3. Manual via CLI (SSH mode)
nixfleet rollback is an SSH-only operation - it switches a single machine to a previous generation directly over SSH, bypassing the control plane.
# Rollback to the previous generation (reads from system-1-link on the target)
nixfleet rollback --host web-01 --ssh
# Rollback to a specific store path
nixfleet rollback --host web-01 --ssh --generation /nix/store/abc123-nixos-system
This runs switch-to-configuration switch on the target via SSH. Useful when the control plane is unreachable or during bootstrap before the agent is running.

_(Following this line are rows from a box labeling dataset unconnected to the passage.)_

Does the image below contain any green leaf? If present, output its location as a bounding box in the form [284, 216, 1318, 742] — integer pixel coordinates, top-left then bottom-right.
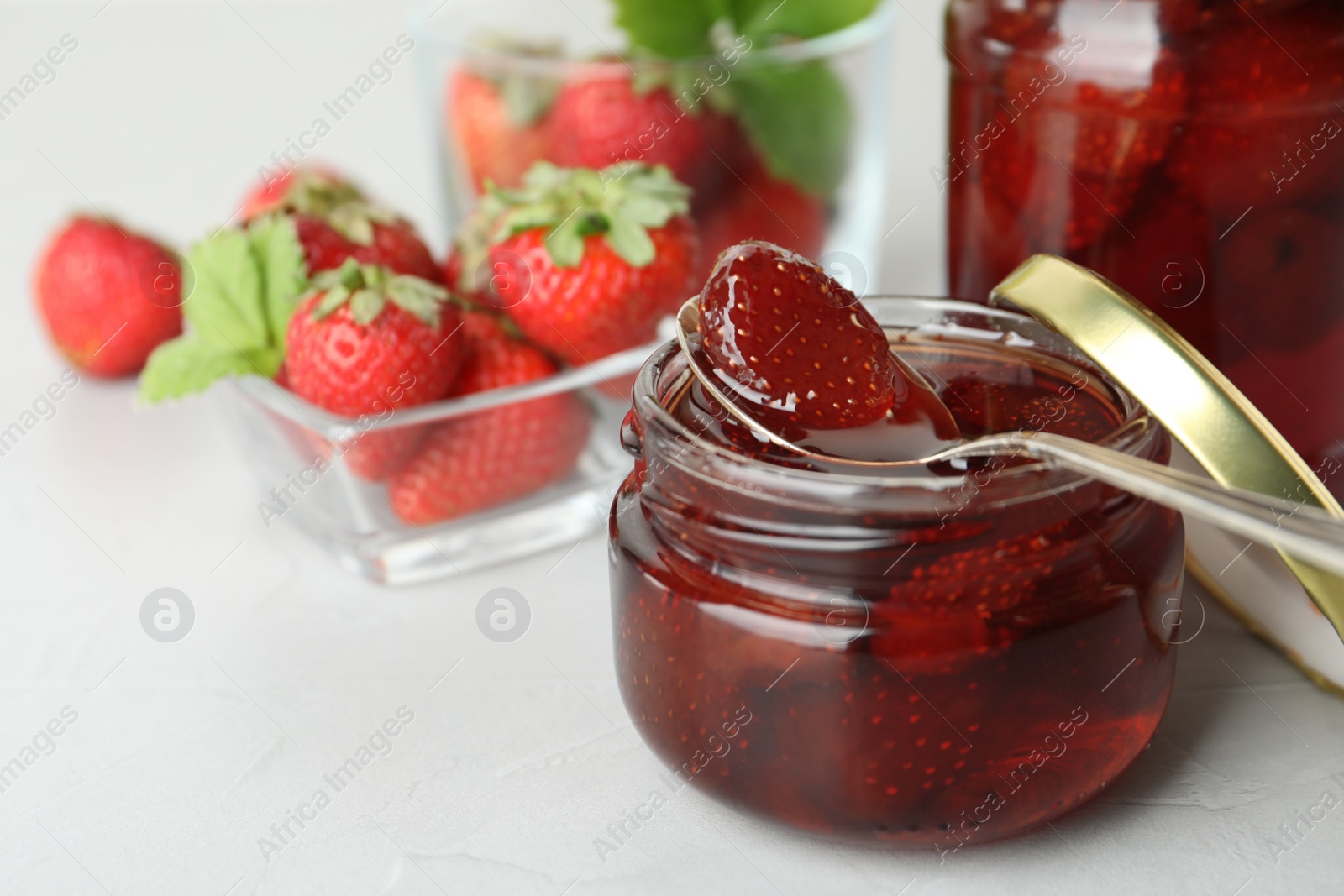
[247, 217, 307, 352]
[727, 61, 851, 196]
[613, 0, 717, 59]
[312, 285, 349, 321]
[349, 289, 383, 327]
[735, 0, 878, 39]
[606, 213, 657, 267]
[139, 333, 281, 403]
[546, 215, 583, 267]
[181, 230, 271, 352]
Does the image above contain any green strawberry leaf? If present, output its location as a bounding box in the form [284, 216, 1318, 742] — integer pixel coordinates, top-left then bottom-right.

For CP-driven rollback of a bad deploy discovered after health checks pass, deploy an older release:
git checkout <old-commit>
nixfleet release create --push-to ssh://root@cache
git checkout -
nixfleet deploy --release <old-id> --tags prod --wait
4. Manual via NixOS
Standard NixOS rollback mechanisms work regardless of NixFleet.
Command-line rollback
# On the target machine
sudo nixos-rebuild switch --rollback
# Or switch to a specific generation
sudo nix-env -p /nix/var/nix/profiles/system --switch-generation 42
sudo /nix/var/nix/profiles/system/bin/switch-to-configuration switch
Boot menu
systemd-boot lists previous generations at boot. Select an older entry to boot into a previous configuration. This is the last resort when SSH access is unavailable or the current generation fails to boot.
When to use which
| Scenario | Mechanism |
|---|---|
| Deployment health check fails | Automatic (agent rolls back per-machine) |
Mid-rollout batch failure with --on-failure revert | Automatic (CP reverts completed batches from per-machine previous_generations) |
| Bad deploy discovered after health checks pass | Create a release pointing at the old closures, nixfleet deploy --release <old> |
| Control plane is down | SSH rollback (nixfleet rollback --host <h> --ssh) or NixOS boot menu |
| Machine won’t boot | Boot menu (select previous generation) |
| Rollout affecting multiple machines | nixfleet rollout cancel + individual rollbacks if needed |